The UN has declared 2005 as the Year of micro-credit, on the ground that "micro-credit has been changing people's lives and revitalizing communities". However, there have been very few good assessments of the extent to which microfinance has improved the lives of the poor, nor of the best and most beneficial ways to provide financial services to the under-banked.

What is the best way to provide financial services to the poor? What is the impact of microfinance on the socio-economic conditions of these households? Despite plethora of anecdotal evidence, we know very little about these questions. Substantial funds are spent on evaluating microfinance programs. However these evaluations often just evaluate organizational, financial and governance variables within these institutions. The literature has tended to focus on the financial sustainability of microfinance rather than on its developmental impact. While tracking performance at this level is important, we should also be evaluating programs at a more fundamental level to find out whether, for example, providing financial services to the poor increases household's investment capacity and consumption, whether it reduces its vulnerability and whether it increases women's bargaining power within the households. The question of the impact of microfinance, and what are the channels of this impact has remained largely unanswered. While some celebrate micro-credit as the unique solution to poverty alleviation, some argue that it does not have any ground breaking impact on its own.

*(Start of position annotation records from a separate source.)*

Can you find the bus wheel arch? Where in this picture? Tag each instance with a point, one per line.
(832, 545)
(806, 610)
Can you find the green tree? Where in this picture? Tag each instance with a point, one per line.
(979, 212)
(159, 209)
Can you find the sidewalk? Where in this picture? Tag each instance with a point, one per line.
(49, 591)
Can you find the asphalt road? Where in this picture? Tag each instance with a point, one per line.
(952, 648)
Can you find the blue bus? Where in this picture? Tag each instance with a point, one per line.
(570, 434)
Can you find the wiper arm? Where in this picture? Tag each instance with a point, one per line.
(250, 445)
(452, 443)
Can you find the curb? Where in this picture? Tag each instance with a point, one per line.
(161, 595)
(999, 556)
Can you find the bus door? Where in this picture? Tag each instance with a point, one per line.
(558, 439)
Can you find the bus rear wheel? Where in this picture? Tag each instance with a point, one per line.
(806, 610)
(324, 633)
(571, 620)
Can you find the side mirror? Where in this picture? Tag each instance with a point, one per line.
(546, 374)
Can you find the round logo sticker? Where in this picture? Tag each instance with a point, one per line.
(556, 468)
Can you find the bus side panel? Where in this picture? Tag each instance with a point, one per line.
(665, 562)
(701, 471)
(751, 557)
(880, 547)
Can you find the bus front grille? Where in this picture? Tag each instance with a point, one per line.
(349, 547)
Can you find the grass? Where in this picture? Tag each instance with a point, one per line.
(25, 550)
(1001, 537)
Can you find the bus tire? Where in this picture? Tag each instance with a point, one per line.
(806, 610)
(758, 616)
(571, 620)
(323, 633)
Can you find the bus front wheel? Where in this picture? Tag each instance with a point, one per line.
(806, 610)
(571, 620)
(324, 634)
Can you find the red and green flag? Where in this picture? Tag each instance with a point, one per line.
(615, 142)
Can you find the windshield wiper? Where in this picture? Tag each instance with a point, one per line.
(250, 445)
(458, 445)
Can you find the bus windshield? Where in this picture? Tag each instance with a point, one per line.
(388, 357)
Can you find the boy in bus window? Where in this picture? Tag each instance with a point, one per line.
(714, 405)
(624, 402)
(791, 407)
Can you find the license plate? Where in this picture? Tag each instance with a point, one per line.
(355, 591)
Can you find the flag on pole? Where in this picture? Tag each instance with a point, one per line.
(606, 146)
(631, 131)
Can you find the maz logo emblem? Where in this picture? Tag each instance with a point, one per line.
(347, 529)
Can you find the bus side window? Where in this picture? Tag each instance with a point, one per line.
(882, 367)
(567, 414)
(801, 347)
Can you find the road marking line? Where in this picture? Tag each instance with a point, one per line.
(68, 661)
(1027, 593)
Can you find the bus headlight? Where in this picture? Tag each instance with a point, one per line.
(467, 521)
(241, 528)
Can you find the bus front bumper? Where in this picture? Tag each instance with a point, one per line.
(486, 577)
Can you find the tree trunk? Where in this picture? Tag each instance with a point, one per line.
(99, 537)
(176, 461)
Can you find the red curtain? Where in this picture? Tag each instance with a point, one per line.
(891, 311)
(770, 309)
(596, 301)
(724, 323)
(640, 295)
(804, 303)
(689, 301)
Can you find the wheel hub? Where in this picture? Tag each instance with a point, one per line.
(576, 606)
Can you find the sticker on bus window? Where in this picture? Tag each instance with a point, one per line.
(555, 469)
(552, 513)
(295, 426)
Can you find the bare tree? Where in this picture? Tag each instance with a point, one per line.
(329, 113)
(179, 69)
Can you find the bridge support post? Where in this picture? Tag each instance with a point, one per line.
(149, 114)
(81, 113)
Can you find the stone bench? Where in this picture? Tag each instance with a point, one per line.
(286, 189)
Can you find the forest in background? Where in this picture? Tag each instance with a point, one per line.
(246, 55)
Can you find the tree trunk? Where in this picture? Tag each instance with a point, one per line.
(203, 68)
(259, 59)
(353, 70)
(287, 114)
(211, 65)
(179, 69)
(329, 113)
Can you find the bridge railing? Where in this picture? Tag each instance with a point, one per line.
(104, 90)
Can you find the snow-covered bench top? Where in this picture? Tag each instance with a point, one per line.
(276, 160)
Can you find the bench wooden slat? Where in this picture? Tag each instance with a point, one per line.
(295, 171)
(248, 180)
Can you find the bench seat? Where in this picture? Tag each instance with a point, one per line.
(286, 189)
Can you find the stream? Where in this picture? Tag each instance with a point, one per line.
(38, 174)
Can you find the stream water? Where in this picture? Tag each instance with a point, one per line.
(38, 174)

As a matter of fact, it is very difficult to answer these questions. Imagine, for example, that a person received a micro-loan. Before the program, this person's income was 500 Rs per month, and after the program, it is 1000 Rs. At a first glance, it is tempting to attribute this to the micro-credit program. However, imagine further that in the same time, an income generating program was introduced in the village. The effect we see may be due to this rather than to the microfinance program. To solve this problem, some propose to compare borrowers and non borrowers within the same village. Imagine that a microfinance program is introduced in a village. It is likely that the most entrepreneurial people will be the ones taking up credit. One year after the program, imagine you observe that the person who took up credit is better off than the person who did not. Should one conclude that this difference between both persons is due to the credit program? Well, it is likely that the entrepreneurial person would have been better off in any case. It is therefore usually not appropriate to compare beneficiaries to non beneficiaries to infer the impact of the program. Now imagine that to avoid this caveat we decide to compare those villages that have a microfinance program to villages that do not. However, it is likely that the NGO would have targeted the poorest villages. Therefore, one might observe that the village that did not get micro credit is better off. This would not mean that micro-credit has a negative impact! Inversely, the NGO may have chosen to go to better off villages first, to avoid taking too much risk from the beginning, so that comparing those villages to others would result in an over-estimation of the program effect! The ideal comparison would be to compare Person A in one state of the world (with microfinance) to Person A in another state (without microfinance), at the same time. Of course, this is not possible, but researchers need to create equivalent situations. Dean Karlan has called such a valid control group the "holy grail of any microfinance impact assessment".

Some studies have tried to go around the difficulties we just described, and create a control group, by comparing new entrants to old entrants. Studies using this methodology have become recently quite popular, as they are cheap and easy to implement. For example USAID, through its AIM project, encourages this methodology (Dean Karlan 2001). However, it is important to warn the donors and development community with several caveats. This method presents some advantages compared to the methodology mentioned above, as it considers only people who decided to take up credit, who should therefore be equally entrepreneurial. However, is the set of new clients the same as the set of old clients? No, because some have dropped out in the meantime, either because they were not successful or because they were very successful. Unless one compares all old clients (including the ones who dropped out) to the new clients, this methodology has therefore serious caveats. And following up with the old clients who dropped out is likely to be difficult, making this methodology less easy than it sounds at first. Even if one manages to do that, old clients joined earlier than new clients probably for a reason, and are therefore probably not the same as the new clients. Maybe the "best" clients joined first and the "bad" clients last, convinced by the repeated coming of the loan officer or by mere imitation. In addition, the MFI may have witnessed institutional changes as a result of internal learning so that old and new clients may not have been subject to the same policies. The cleanest and clearest way to establish the impact of microfinance is to run a randomized trial. Choose 100 villages, start a micro-credit program in half of them (randomly chosen), phase in the program later in the other half, and in the meantime compare the outcomes in the two groups of villages. This approach requires that evaluation be built into the design of the original program and that data be collected on all 100 villages, which can be expensive. However, this is what we do if we want to know whether a drug or vaccine is effective, and new research is showing this technique can teach us a lot about development.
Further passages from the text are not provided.